Generalized Optimal Classification Trees: A Mixed-Integer Programming Approach

TL;DR

This paper introduces a mixed-integer programming framework for learning optimal classification trees that optimize nonlinear metrics like F1-score, effectively handling class imbalance and improving scalability on real-world datasets.

Contribution

It presents a novel MIP-based approach with acceleration techniques for optimizing nonlinear performance metrics in classification trees, addressing scalability and class imbalance.

Findings

Efficiently optimizes nonlinear metrics such as F1-score.

Achieves strong predictive performance on benchmark datasets.

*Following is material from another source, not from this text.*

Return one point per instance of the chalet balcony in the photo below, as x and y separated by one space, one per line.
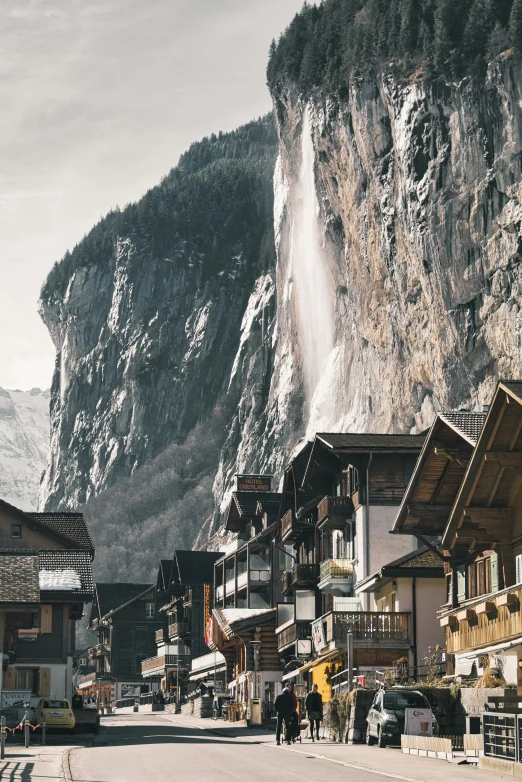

Reduces solution times compared to existing methods.

Abstract

Global optimization of decision trees is a long-standing challenge in combinatorial optimization, yet such models play an important role in interpretable machine learning. Although the problem has been investigated for several decades, only recent advances in discrete optimization have enabled practical algorithms for solving optimal classification tree problems on real-world datasets. Mixed-integer programming (MIP) offers a high degree of modeling flexibility, and we therefore propose a MIP-based framework for learning optimal classification trees under nonlinear performance metrics, such as the F1-score, that explicitly addresses class imbalance. To improve scalability, we develop problem-specific acceleration techniques, including a tailored branch-and-cut algorithm, an instance-reduction scheme, and warm-start strategies. We evaluate the proposed approach on 50 benchmark datasets. The computational results show that the framework can efficiently optimize nonlinear metrics while achieving strong predictive performance and reduced solution times compared with existing methods.